Last night as I was making dinner and planning how to organize Summit's room and dealing with the laundry and vacuuming and having a conversation with my mother about something regarding Ella's school stuff and yelling at the kids to quit fighting/put down the ds/do homework, Matt was sitting in front of the television watching the news. (Not to say he doesn't do anything. Let's just clear that up right now. He works. He's the main money maker. This is important, I know.) In the midst of all of this, my stress level was elevated to about an orange. Coincidentally, there was a segment about a study that was conducted concerning women and stress and how much higher (40%, but I would argue more) women's stress levels are compared to men. He called me in... to stop what I was doing... to watch the news about something I already knew?! Seriously. I could have told him that. In fact, I have told him that several times before. And to the jackasses who conducted the study: was that necessary? You probably spent thousands of dollars (in a down economy, no less) to research something that women have been shouting from the rooftops for centuries. You didn't believe us? Of course not. Matt didn't really believe it until he saw it on television.

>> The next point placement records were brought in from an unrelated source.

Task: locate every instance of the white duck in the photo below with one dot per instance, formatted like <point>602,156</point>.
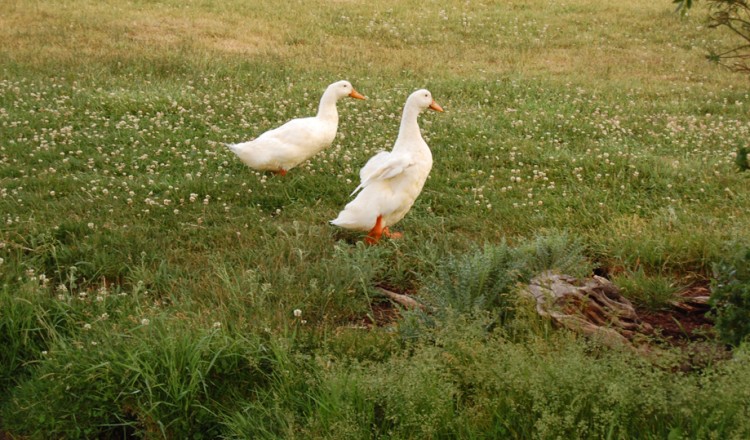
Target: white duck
<point>391,181</point>
<point>285,147</point>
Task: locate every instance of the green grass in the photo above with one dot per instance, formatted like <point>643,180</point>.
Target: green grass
<point>148,279</point>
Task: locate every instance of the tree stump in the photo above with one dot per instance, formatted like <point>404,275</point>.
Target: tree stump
<point>592,306</point>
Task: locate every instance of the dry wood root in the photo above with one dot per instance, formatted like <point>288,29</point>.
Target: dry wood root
<point>592,306</point>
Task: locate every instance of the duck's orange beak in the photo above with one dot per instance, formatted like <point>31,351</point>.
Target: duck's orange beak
<point>356,94</point>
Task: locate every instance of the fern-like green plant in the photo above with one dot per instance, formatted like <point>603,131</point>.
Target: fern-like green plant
<point>557,251</point>
<point>730,298</point>
<point>479,281</point>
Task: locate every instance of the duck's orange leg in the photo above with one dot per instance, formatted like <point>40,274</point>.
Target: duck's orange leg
<point>375,233</point>
<point>395,235</point>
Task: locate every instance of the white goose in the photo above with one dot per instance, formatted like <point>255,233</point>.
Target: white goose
<point>285,147</point>
<point>391,181</point>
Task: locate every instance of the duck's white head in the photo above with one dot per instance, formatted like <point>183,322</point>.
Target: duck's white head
<point>344,88</point>
<point>423,100</point>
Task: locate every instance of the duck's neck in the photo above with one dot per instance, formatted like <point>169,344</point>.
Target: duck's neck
<point>327,108</point>
<point>409,130</point>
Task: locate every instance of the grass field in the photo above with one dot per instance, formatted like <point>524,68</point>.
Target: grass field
<point>149,280</point>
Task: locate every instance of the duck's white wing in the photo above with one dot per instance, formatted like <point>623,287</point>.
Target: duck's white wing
<point>383,166</point>
<point>295,132</point>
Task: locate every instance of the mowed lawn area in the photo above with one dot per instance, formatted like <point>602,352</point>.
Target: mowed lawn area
<point>153,286</point>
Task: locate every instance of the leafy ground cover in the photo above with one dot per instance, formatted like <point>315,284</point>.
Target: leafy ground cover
<point>149,280</point>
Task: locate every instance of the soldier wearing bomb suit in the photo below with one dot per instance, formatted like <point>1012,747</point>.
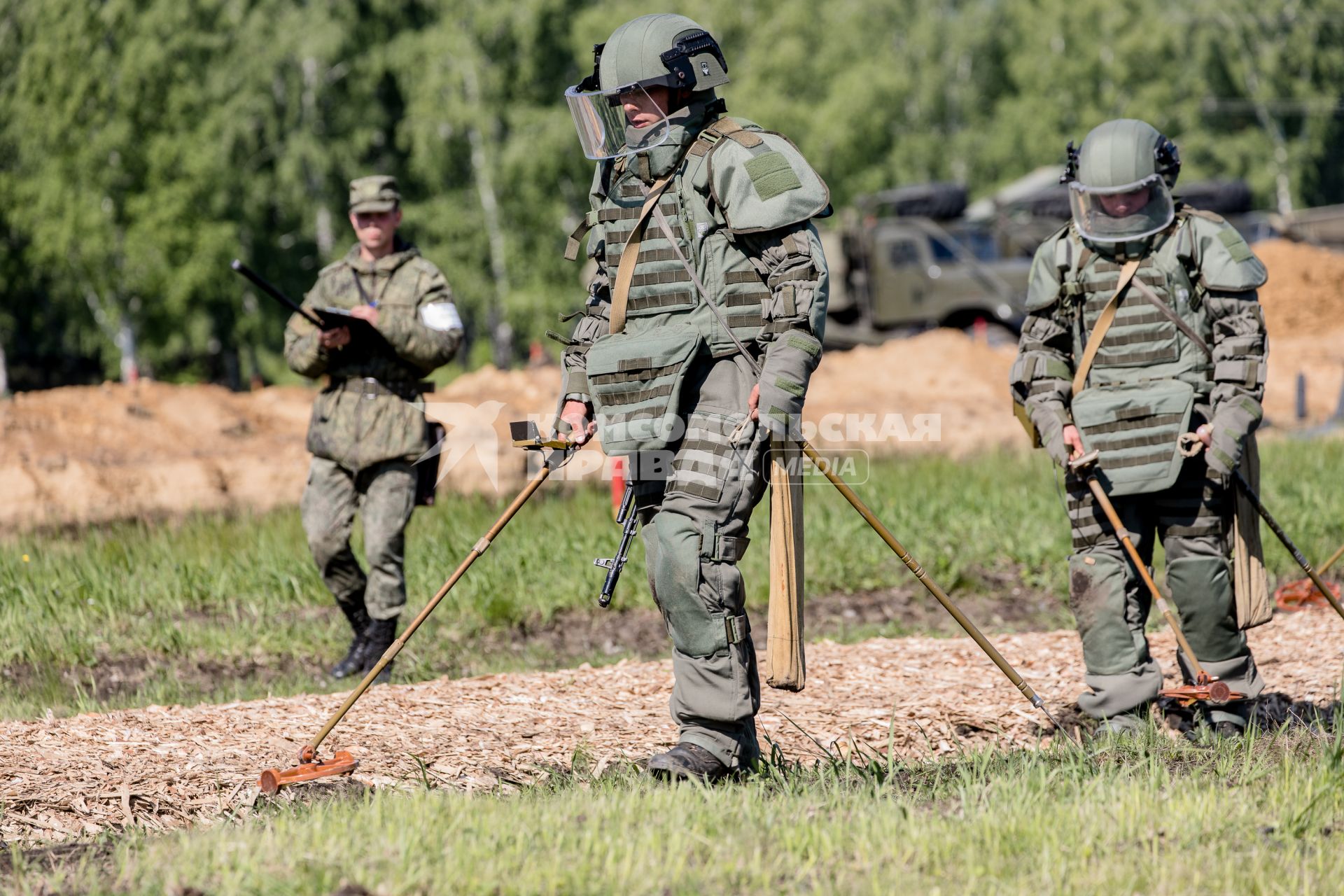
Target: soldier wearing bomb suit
<point>687,199</point>
<point>366,431</point>
<point>1182,349</point>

This is something that I have thought about more and more since becoming a mother. I suppose those feminist theory literature classes could have contributed to some of this insight. I mean, really, we have a lot on our shoulders as women. When women were in the Good Housekeeping phase of our existence, did they complain out loud? No. Those magazines told them to have a well-kept house, well-kept children, and warm food on the tables when their husbands came home. (By the way, why don't men have to read those ridiculous magazines?) They were supposed to look beautiful and keep their mouths shut. No complaining. No dissonance. Now, we have to do that and work. And we have to keep up with all of the perfect Type-A mothers out there who we know pick apart our/my ability to forget everything that we're/I'm supposed to do. I'm the mom scrambling at the last minute to get everything done, and no matter how much I try to pay attention to detail, I inevitably neglect to remember something. Usually something important. For shame!
So what do us women do when one of us flounders? We talk smack about us behind our backs. (And, I say 'our' because we're all in this together, ladies.) Why? Because it makes us feel better about our own supposed shortcomings. But, I mean, seriously? Are these really shortcomings or actually a long line of awesomeness that somehow misses another piece of the awesome? And is that so bad? No, but it seems that nothing we do is really ever enough, even though we do enough to move mountains on a regular basis.
And we have to look the part of a perfect woman, too. We have to fit into size 0 jeans. We have to have big boobs that don't look like they've every nursed a baby, greyless hair, and wrinkle-free faces. We have to have all of the latest trends. We have to have spotlessly clean homes that would out-do the styles in Architectural Digest. We have to have all of the most spectacular experiences. We have to. We have to. We have to. And if we can't? We feel like doo-doo about ourselves. Yuck!
Perhaps this is where part of the stress comes from. We have all of these cultural expectations to live up to and we have intense feelings of guilt, deficiency, and ineptitude whenever we make one itsy-bitsy 'mistake.' Hell, even when we get it all done, we have a looming sense of having left someone or something out. Well, I call bullshit on this, my friends. I rock. You rock. Women rock.
And so, my rant has come to an end. I've got laundry to do and dinner to prepare for tomorrow since I have a conference to go to all day long before going to coach Ella's baseball practice.